Worried for the safety of their children, hundreds of parents quickly put pressure on the school board to invoke a zero-tolerance policy toward weapons. Unwilling to submit, the Multani family responded by moving the 12-year-old to a private school and suing the school board.

"We cannot give up our religion," the boy's father, Balvir Singh Multani, said in an interview.

Two sensitive issues that were raised by the incident -- religion and the safety of schoolchildren -- collide today in the Supreme Court of Canada when the Multani case is heard.

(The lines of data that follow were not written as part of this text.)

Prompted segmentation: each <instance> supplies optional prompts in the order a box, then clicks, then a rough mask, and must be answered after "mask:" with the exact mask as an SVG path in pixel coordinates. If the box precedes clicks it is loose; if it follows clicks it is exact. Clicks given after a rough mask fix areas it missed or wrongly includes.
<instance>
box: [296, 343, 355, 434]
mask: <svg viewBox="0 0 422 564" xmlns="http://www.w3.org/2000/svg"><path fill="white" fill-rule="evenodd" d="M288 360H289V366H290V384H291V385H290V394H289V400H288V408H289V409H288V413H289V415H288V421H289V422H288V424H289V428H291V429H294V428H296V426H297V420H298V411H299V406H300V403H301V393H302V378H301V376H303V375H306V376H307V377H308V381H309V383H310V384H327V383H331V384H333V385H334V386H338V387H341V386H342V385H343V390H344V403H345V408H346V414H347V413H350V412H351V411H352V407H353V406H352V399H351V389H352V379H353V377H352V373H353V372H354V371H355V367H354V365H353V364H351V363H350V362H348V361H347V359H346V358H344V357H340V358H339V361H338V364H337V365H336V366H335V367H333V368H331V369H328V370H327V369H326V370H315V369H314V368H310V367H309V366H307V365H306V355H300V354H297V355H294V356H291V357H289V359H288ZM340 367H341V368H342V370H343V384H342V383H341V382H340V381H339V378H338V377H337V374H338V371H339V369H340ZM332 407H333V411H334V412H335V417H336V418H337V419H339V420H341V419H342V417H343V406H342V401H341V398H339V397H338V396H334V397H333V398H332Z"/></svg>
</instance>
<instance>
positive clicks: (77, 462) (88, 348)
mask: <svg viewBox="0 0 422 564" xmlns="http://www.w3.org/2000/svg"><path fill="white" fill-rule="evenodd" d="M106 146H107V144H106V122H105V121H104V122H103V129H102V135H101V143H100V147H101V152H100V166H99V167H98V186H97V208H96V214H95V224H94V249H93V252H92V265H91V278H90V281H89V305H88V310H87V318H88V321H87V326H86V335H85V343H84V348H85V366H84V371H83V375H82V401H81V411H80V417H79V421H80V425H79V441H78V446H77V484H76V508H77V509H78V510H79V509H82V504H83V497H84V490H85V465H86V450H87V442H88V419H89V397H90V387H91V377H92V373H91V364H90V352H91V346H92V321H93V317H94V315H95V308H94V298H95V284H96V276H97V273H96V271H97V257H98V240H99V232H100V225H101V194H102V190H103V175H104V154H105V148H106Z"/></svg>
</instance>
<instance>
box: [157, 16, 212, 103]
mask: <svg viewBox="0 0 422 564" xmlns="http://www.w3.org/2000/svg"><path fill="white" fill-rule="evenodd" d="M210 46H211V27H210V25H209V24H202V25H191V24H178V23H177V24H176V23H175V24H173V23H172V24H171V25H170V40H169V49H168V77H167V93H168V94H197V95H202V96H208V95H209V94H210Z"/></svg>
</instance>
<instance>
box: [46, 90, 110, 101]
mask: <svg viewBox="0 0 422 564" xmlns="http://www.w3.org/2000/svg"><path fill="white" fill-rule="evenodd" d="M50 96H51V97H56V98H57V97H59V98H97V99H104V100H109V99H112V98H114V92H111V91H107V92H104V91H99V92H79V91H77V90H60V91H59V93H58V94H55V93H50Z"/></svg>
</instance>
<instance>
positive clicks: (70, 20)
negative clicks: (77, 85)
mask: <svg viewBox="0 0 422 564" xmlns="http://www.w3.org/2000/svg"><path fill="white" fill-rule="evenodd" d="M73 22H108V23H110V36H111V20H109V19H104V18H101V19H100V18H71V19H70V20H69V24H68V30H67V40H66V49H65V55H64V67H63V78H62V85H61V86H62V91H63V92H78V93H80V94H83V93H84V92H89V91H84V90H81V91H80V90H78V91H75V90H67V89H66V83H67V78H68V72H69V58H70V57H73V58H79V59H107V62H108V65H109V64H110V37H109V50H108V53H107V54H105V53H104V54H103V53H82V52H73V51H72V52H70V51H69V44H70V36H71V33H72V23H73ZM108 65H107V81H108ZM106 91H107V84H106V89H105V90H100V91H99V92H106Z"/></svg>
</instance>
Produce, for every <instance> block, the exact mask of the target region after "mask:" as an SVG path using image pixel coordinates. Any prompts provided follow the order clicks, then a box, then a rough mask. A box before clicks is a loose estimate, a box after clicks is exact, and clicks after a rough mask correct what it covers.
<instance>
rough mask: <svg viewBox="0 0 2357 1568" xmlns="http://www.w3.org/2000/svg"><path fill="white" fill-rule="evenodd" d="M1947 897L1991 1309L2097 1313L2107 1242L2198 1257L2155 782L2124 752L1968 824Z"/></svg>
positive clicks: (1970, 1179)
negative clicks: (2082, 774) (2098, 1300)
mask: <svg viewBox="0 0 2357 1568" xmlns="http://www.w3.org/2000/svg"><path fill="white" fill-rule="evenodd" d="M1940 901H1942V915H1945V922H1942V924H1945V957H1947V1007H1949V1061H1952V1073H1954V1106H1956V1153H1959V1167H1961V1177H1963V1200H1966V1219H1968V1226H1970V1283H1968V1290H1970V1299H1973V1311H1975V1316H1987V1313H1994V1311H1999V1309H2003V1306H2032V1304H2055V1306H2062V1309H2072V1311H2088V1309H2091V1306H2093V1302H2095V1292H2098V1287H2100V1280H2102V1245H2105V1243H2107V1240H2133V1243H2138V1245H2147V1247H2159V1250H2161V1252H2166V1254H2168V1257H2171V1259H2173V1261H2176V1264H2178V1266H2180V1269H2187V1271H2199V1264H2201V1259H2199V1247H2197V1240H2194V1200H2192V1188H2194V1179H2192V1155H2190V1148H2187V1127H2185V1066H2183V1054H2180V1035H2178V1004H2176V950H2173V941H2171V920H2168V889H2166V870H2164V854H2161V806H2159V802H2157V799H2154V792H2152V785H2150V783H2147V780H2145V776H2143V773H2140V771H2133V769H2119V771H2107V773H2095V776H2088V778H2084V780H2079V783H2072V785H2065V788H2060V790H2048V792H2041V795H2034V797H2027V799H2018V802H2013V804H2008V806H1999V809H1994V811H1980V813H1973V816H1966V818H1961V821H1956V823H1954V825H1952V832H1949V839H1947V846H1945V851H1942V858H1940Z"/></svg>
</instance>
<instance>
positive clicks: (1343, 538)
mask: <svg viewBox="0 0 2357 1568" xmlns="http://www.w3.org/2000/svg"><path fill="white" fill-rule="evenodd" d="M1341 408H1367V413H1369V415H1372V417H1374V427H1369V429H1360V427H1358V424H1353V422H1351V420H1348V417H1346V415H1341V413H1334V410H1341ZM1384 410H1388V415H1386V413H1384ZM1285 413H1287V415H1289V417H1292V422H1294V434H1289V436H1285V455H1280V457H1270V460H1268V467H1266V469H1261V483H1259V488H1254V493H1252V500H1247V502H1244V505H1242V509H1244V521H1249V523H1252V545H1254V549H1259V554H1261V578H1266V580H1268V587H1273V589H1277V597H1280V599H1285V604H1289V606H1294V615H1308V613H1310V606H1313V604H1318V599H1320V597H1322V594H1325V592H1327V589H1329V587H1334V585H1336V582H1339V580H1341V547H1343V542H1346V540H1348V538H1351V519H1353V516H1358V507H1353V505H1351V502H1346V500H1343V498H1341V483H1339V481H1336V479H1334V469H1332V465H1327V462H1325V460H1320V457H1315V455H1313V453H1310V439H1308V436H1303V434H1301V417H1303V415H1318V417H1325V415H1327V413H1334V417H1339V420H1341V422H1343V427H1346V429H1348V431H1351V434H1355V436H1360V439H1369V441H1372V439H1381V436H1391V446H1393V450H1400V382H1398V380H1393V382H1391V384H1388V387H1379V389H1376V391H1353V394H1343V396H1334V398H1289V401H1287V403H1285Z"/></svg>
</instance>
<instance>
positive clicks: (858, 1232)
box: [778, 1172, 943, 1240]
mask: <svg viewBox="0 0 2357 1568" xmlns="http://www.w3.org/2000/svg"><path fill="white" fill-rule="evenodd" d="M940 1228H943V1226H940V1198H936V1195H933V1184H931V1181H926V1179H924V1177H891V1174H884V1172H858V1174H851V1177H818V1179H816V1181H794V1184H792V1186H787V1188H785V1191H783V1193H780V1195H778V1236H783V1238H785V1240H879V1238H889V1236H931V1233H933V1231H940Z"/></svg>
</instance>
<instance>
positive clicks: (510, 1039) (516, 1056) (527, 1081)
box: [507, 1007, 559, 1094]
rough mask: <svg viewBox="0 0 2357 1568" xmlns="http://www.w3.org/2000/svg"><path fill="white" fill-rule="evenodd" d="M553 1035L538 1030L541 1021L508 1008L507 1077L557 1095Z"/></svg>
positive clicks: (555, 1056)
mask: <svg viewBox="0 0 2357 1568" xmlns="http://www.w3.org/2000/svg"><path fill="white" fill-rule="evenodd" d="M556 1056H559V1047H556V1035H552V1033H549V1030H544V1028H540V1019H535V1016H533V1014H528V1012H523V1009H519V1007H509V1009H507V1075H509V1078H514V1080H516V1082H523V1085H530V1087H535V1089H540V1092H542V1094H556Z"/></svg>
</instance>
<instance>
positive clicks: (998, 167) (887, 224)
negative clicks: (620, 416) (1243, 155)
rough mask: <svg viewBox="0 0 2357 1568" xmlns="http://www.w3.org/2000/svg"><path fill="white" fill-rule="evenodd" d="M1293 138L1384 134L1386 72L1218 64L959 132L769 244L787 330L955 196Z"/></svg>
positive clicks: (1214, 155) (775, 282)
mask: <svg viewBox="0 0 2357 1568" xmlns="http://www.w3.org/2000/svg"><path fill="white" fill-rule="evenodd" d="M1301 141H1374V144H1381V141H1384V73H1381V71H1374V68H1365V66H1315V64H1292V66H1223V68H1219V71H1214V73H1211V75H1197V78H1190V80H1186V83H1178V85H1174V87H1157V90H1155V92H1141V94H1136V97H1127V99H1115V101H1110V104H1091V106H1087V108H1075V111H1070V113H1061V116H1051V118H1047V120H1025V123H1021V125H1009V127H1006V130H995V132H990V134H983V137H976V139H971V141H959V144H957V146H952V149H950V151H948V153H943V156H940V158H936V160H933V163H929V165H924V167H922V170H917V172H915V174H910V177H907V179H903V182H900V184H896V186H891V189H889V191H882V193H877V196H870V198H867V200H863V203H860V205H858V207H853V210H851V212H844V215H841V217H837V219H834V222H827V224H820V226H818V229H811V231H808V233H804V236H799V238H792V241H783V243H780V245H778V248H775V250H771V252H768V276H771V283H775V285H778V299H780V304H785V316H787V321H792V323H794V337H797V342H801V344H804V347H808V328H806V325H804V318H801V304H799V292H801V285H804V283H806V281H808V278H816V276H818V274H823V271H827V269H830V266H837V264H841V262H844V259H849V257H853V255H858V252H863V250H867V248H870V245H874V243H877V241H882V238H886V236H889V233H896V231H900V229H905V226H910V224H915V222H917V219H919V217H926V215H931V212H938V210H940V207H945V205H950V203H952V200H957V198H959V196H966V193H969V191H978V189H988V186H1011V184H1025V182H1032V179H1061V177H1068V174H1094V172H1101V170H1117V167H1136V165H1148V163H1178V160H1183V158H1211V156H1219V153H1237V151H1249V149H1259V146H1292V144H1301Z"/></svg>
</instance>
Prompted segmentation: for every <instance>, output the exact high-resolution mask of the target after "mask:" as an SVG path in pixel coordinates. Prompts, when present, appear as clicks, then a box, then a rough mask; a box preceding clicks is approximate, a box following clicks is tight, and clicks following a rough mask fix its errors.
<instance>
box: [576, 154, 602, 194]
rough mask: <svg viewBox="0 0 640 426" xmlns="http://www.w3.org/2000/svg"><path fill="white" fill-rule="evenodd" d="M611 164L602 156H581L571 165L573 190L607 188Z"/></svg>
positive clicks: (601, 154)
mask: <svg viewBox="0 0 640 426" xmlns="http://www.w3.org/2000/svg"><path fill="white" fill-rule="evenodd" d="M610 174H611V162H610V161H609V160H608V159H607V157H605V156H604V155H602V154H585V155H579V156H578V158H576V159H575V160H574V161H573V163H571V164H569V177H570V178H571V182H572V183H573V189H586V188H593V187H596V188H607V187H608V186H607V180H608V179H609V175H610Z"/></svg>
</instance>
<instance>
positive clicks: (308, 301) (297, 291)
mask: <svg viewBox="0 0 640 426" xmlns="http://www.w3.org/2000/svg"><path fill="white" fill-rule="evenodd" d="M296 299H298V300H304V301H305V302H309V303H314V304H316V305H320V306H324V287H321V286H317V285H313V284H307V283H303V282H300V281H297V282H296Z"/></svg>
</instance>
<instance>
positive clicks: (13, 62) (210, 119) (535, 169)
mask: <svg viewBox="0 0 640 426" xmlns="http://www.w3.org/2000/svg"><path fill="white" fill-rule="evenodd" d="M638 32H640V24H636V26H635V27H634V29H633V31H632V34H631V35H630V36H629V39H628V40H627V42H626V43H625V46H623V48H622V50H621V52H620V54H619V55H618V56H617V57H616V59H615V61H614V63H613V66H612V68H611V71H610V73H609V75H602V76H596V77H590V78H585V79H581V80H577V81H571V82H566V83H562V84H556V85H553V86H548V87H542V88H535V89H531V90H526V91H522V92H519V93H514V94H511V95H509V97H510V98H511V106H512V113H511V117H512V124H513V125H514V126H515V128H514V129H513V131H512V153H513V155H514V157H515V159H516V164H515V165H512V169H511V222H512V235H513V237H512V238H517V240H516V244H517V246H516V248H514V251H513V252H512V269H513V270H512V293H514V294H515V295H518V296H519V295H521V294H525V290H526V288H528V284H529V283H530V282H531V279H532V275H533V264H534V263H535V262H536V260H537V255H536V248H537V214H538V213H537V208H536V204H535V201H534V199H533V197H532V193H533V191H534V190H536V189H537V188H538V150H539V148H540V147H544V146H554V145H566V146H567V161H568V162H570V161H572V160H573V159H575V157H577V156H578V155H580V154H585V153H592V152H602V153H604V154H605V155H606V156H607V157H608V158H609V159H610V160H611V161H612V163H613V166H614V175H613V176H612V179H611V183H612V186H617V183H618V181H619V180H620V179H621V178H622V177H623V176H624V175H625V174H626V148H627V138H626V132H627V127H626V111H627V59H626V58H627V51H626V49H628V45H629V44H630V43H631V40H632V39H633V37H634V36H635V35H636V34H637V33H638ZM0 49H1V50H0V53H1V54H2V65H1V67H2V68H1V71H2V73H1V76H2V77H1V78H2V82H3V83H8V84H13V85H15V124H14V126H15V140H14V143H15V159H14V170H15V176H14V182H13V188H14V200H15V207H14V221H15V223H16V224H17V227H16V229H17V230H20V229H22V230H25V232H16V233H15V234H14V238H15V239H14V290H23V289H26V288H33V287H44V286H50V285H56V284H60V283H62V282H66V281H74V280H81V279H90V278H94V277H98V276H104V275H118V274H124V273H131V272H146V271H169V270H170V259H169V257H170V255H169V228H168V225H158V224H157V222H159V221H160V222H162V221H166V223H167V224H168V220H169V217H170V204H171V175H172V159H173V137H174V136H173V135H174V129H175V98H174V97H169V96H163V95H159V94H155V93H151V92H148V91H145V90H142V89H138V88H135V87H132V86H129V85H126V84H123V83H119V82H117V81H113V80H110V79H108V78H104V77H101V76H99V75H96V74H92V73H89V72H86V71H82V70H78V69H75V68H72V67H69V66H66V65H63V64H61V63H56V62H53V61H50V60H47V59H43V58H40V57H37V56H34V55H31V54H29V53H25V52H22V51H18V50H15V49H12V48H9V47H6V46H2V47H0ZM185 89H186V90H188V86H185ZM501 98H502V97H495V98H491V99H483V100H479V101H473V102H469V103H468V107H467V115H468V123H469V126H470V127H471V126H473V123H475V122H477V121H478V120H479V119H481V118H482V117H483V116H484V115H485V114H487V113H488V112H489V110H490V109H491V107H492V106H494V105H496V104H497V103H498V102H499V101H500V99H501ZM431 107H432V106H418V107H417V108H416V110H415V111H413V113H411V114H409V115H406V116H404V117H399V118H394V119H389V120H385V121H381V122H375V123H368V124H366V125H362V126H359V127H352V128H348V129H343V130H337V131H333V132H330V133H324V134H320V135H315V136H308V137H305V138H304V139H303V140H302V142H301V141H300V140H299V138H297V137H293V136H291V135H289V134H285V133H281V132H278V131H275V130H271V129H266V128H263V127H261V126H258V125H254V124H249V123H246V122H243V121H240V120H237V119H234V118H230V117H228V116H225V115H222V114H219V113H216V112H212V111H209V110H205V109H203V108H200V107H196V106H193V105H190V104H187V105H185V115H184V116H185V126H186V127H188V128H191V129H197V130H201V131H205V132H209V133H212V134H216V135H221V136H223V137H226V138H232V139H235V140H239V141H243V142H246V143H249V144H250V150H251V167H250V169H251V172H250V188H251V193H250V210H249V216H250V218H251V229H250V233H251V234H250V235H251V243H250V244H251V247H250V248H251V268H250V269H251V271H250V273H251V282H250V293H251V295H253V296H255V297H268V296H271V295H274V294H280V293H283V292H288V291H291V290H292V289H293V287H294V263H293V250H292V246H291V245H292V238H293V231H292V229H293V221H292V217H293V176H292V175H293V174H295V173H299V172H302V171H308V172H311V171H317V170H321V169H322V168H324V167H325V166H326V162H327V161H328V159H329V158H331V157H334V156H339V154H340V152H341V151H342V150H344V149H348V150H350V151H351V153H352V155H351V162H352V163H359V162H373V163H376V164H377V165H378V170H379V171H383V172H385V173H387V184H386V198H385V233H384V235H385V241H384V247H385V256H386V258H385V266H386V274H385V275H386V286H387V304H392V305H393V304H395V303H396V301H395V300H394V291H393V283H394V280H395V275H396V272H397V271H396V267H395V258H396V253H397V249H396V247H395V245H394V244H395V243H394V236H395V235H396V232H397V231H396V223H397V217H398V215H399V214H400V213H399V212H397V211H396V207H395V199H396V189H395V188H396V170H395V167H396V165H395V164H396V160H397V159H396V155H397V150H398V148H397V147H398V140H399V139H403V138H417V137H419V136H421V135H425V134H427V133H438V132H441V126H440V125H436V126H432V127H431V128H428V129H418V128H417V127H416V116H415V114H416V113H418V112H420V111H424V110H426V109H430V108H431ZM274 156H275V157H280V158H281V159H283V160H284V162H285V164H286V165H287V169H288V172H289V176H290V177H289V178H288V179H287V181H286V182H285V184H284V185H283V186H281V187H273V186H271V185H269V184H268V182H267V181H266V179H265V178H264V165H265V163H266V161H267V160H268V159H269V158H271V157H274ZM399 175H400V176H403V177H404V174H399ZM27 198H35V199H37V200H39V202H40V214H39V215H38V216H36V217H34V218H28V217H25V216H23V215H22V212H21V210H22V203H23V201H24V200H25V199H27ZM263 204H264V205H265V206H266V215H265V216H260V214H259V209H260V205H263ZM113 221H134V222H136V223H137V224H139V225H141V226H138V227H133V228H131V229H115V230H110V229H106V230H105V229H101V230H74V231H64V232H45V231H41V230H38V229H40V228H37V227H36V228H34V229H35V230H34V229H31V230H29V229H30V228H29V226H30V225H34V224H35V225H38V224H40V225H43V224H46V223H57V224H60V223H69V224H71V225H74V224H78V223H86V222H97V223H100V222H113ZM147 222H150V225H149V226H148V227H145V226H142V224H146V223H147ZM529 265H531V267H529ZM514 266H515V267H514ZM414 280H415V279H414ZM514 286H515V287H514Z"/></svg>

It has reignited a controversy that had been dormant since the 1990s, when school boards in cities such as Toronto and Vancouver compromised with Sikhs. In return for being allowed to wear the kirpan, a blunt metal object shaped like a dagger, it was agreed that Sikh children would carefully bind and conceal them.

However, the compromises meant that the Supreme Court never heard a kirpan case. With the Multani case thus set to become the first national precedent, an adverse decision for the Multani family could prompt thousands of baptized Khalsa Sikhs to withdraw their children from public schools, en masse.

Fearful of just such a result, the Ontario Human Rights Commission has filed legal arguments in the case, warning the court that by siding with the Commission Scolaire Marguerite-Bourgeoys it "would change the nature and scope of human rights protection in Ontario, and negatively affect the most vulnerable in society."

A Canadian Civil Liberties Association brief agrees, stating: "The 'zero tolerance' policy makes no attempt to accommodate religious freedom or even to balance the competing rights and interests at stake."

The Quebec government has also weighed in, supporting the Montreal school board. It argues in a Supreme Court brief that violent incidents in schools have become so common that it is foolish to take risks with any potential weapon.

But a lawyer for the Multani family, Julius Grey, argues that if kirpans are seen as unacceptably dangerous, then so are pens, geometry compasses, automobiles and ceremonial maces.

"A central point I will be making involves the danger of taking security too far," Mr. Grey said in an interview.

"How far can you restrain religious freedom?"

The Multanis won their case at trial, but the Quebec Court of Appeal ruled 3-0 to uphold the authority of the school board.